2. Enable lower-risk trials
As an outdoor outfitters, Alite Designs recognizes that the high cost of gear is enough to deter people from getting outdoors. Someone like me who only camps once or twice a year isn’t going to want to spend hundreds of dollars on a tent. I’d rather not camp at all. To lower the barrier for infrequent or non-campers, Alite has built a “lending library” where people can reserve and rent gear for an entire weekend for free. This encourages people who might otherwise never be a customer to trial their gear, and in the best cases, to become more avid campers who are loyal to the brand.
3. Build companions to your main offering
Businesses or services that are seasonally relevant have an opportunity to supplement their offering with off-season tools. Providing small benefits all-year-round increases the likelihood that customers will remain loyal year after year, despite new entrants. For example, TurboTax releases an annual product that simplifies the process of filing taxes. For the interim periods, the company offers apps like ItsDeductible Donation Tracker, an app that tracks charitable donation tax deductions. Come tax time, customers can export this data into TurboTax, making for an integrated experience. By strengthening its presence in customers’ lives, the brand strengthens its relationship with customers.

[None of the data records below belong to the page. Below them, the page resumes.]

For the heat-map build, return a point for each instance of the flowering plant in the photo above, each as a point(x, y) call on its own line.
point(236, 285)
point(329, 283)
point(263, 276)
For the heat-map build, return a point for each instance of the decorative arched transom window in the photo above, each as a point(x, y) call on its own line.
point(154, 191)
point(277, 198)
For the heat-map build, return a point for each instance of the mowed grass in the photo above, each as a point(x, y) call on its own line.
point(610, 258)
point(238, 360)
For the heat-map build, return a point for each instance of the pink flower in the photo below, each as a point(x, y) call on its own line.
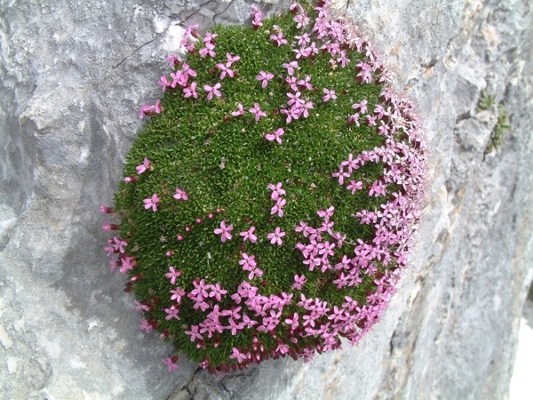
point(278, 207)
point(275, 237)
point(172, 312)
point(275, 135)
point(225, 71)
point(256, 110)
point(151, 202)
point(171, 365)
point(354, 186)
point(249, 235)
point(276, 190)
point(181, 195)
point(290, 67)
point(329, 94)
point(264, 77)
point(299, 282)
point(240, 112)
point(190, 91)
point(238, 355)
point(212, 90)
point(173, 274)
point(193, 333)
point(231, 59)
point(208, 50)
point(224, 231)
point(164, 83)
point(217, 292)
point(143, 167)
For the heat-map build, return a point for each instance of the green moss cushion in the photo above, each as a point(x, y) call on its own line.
point(270, 201)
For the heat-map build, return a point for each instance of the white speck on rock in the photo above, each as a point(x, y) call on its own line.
point(11, 364)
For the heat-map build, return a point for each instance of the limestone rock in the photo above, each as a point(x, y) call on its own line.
point(73, 75)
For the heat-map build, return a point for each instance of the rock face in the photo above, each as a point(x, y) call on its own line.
point(73, 75)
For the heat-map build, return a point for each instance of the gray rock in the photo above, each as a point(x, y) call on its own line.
point(73, 75)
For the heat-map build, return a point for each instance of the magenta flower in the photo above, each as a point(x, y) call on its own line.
point(208, 50)
point(217, 292)
point(193, 333)
point(231, 59)
point(276, 190)
point(275, 237)
point(264, 77)
point(275, 135)
point(164, 83)
point(212, 90)
point(173, 275)
point(329, 94)
point(290, 67)
point(256, 110)
point(181, 195)
point(143, 167)
point(249, 235)
point(225, 71)
point(299, 282)
point(171, 365)
point(172, 312)
point(151, 202)
point(190, 91)
point(224, 231)
point(240, 112)
point(354, 186)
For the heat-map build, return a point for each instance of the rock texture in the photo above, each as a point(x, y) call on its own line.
point(73, 74)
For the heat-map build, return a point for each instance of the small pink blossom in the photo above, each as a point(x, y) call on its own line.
point(275, 237)
point(299, 282)
point(151, 202)
point(275, 136)
point(170, 363)
point(240, 112)
point(224, 232)
point(143, 167)
point(190, 91)
point(328, 95)
point(277, 190)
point(249, 235)
point(212, 90)
point(181, 195)
point(264, 77)
point(173, 275)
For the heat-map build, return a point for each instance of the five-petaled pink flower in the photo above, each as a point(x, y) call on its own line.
point(151, 202)
point(264, 77)
point(249, 235)
point(256, 110)
point(224, 231)
point(181, 194)
point(170, 363)
point(173, 274)
point(212, 90)
point(238, 113)
point(275, 135)
point(299, 282)
point(143, 167)
point(275, 237)
point(276, 190)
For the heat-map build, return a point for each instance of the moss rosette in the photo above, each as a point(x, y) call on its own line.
point(268, 208)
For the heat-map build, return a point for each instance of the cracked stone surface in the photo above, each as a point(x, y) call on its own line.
point(72, 77)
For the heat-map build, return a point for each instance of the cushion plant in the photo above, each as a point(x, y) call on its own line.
point(270, 201)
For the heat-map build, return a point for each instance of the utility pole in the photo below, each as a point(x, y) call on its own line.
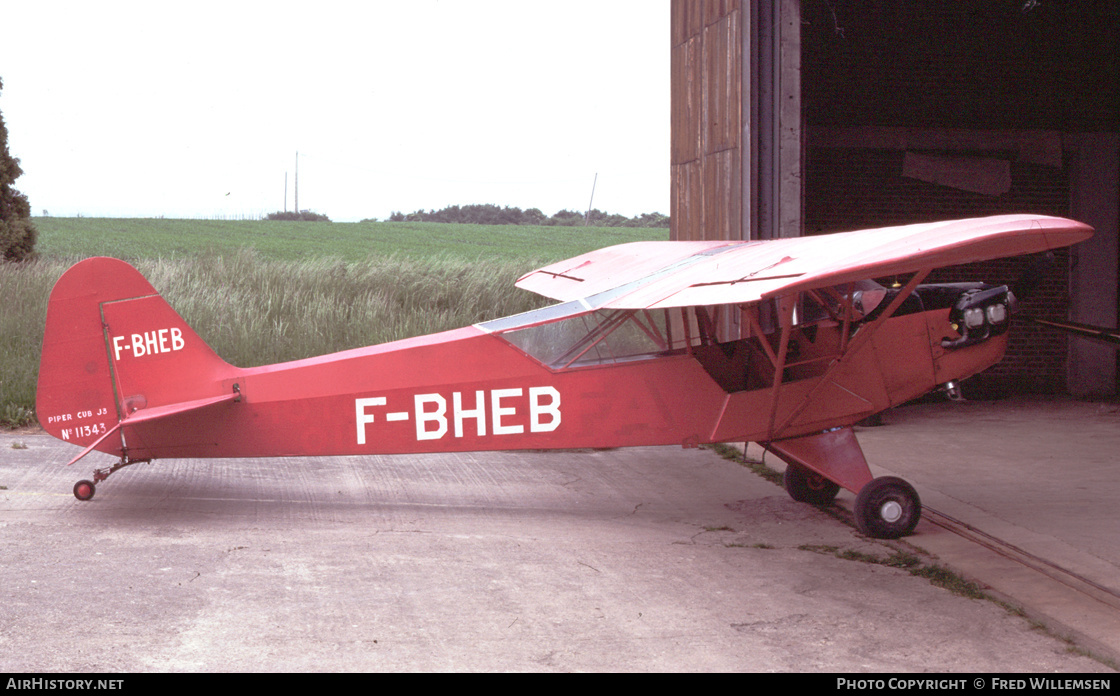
point(587, 215)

Today, most brands create end-to-end experiences that assume their users have consistent lives.
For example, building a great end-to-end experience for finding and completing one daily workout or selecting and purchasing the right pair of shoes for one occasion. This is a good start, but the problem is that we as humans don’t lead lives of repeatable moments. Each day our behaviors and emotions are different, sometimes predictably, and sometimes unpredictably so. And our lives change over the weeks, months, and years. An app experience that meets our needs one day may be completely off the next.
When designing products and services, it’s important to remember that people are not just users of your offering. Life happens — and it impacts the way that your “users” engage with your brand. Consider how you might engage with people when their lives change.
My experience with the Nike app is good because I can behave in the one specific way it expects most of the time. But it would be even better if it could flex to meet my changing needs all of the time. Until then, I’ll plan to get the app back up and running on as soon as I am.